Answering Question 4 must be a very specific process. Far too often the question of “why” is answered in very generic terms. Why does a department need access to data? Why does a C-level associate need access to data? This group approach is not granular enough. In answering Question 4, it is important to consider specific users and specific job functions. By doing so, we can properly define the nature and use cases for data and how those scenarios should be authorized. Grouping those scenarios and functions into roles after Question 4 has been answered then makes sense because all relevant information has been collected and efficiency can be taken into account from an administrative perspective. If you took the opposite approach and worked your way down from the group to the individual, details would be easily lost.

There is another dimension to the “why” question. When answering Question 4, you must take into account what granting access to data means. A user may effectively define why he or she needs access to a particular file, but from a security perspective, that definition must include the levels of access needed. This scenario builds upon the argument that answering Question 4 must be a very granular process. Access levels must always be taken into consideration, from read, write, execute, delete, copy, modify, and others. Several technical and physical access controls exist to help in managing the answers to Question 4 including the technical control, DLP (Data Loss Protection). DLP is a system of client, server, and network tools designed to enforce predefined rules for the usage of data in an organization. These rules are based on the data classifications set forth by the organization and roles defined for its users. At its most basic, DLP prevents a user from doing something with data that they are not supposed to do.
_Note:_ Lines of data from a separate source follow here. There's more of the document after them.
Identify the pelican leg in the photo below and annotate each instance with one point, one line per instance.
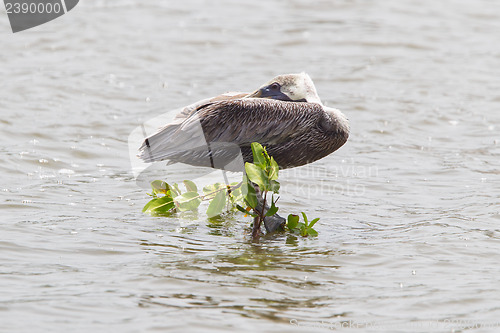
(271, 223)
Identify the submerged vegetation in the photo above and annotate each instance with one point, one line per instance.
(250, 196)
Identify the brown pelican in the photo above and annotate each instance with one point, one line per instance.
(285, 115)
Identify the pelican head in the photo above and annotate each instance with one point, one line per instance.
(289, 87)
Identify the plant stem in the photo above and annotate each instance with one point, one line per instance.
(258, 220)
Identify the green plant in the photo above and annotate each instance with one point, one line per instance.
(303, 228)
(261, 176)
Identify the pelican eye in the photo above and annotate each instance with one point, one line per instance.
(274, 86)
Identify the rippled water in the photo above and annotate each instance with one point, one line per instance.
(408, 237)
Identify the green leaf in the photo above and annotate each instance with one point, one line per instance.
(257, 175)
(188, 201)
(159, 186)
(303, 229)
(241, 209)
(217, 204)
(251, 196)
(258, 154)
(273, 174)
(292, 221)
(274, 186)
(175, 190)
(190, 186)
(162, 204)
(272, 210)
(311, 232)
(146, 206)
(313, 222)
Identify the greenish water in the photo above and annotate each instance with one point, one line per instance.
(409, 207)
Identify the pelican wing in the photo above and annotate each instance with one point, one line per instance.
(214, 133)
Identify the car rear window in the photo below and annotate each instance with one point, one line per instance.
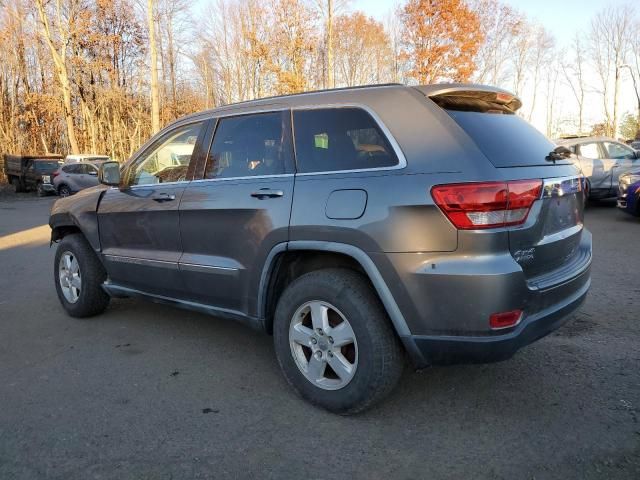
(45, 167)
(506, 139)
(334, 139)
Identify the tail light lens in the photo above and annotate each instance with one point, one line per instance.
(472, 206)
(498, 321)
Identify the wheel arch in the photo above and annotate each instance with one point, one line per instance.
(328, 254)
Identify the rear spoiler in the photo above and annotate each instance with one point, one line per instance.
(469, 97)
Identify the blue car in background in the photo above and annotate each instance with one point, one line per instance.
(629, 192)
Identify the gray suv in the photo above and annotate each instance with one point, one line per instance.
(358, 226)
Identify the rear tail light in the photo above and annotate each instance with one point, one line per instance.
(472, 206)
(498, 321)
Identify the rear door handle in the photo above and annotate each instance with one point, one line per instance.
(163, 197)
(267, 193)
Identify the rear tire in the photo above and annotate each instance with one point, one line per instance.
(375, 357)
(79, 275)
(17, 185)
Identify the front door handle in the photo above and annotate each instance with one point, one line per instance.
(163, 197)
(267, 193)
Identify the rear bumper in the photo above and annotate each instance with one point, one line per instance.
(447, 306)
(447, 350)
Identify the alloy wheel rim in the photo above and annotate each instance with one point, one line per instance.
(323, 345)
(69, 277)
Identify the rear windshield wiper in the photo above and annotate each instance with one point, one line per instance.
(558, 153)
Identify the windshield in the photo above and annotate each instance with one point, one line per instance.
(506, 139)
(46, 167)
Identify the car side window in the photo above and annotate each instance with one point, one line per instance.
(168, 159)
(590, 150)
(617, 151)
(250, 145)
(331, 139)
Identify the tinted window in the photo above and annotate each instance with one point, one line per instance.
(169, 158)
(618, 151)
(88, 168)
(340, 139)
(250, 145)
(590, 150)
(506, 139)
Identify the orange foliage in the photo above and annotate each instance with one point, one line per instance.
(441, 39)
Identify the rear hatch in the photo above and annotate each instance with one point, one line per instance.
(547, 244)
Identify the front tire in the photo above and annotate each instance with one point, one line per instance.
(334, 342)
(78, 275)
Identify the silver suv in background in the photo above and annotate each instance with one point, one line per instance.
(601, 160)
(358, 226)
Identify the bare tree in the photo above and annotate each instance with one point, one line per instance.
(500, 24)
(575, 76)
(541, 55)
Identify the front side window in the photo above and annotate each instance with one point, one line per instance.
(618, 151)
(331, 139)
(72, 169)
(46, 167)
(250, 145)
(590, 150)
(168, 159)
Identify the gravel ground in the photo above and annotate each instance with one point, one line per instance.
(151, 392)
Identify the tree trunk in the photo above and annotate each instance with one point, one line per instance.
(59, 59)
(155, 101)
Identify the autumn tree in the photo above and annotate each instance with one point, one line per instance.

Let us consider an example. The CIO of a company is authorized to view extremely sensitive sales data for an organization. The CIO needs this access to prepare for departmental meetings and understand the organization’s goals. The organization classifies this sales data as highly confidential and, using DLP, assigns certain rules to govern the data’s use. The data can be read by certain C-level executives, but it cannot be altered or transmitted outside the organization. If the CIO attempts to alter the sales data spreadsheet on his local PC and then copy the data back to the server, DLP agents on the server and/or PC would enforce the organization’s rules, preventing the copy. If the CIO attempted to email the spreadsheet to his home computer, DLP agents on the organization’s firewall would identify the content of the message and prevent its delivery. In all of these scenarios, the DLP solution would alert system administrators that someone was attempting to misuse confidential data. As you can see from this example, DLP can be an effective tool in enforcing the answers to the “why” question.

Conclusion

Aside from its people, data is the most important asset of any organization, and IS Security exists to protect and safeguard it. Therefore, any security model deployed by IS Security must be data centric and take into account the data needs of the organization. Defining the data needs of the organization means answering the 4 W’s – Where, What, Who, and Why. This sounds like a very straight-forward process, but as this document has hopefully demonstrated, there are a variety of scenarios that must be considered, a wealth of information that must be gathered, and a number of controls that must be implemented before any data centric security model can be considered complete. Despite the time-intensive work that must be performed and the complications that inevitably arise, the deployment of this security model is a worthwhile endeavor that every organization should consider.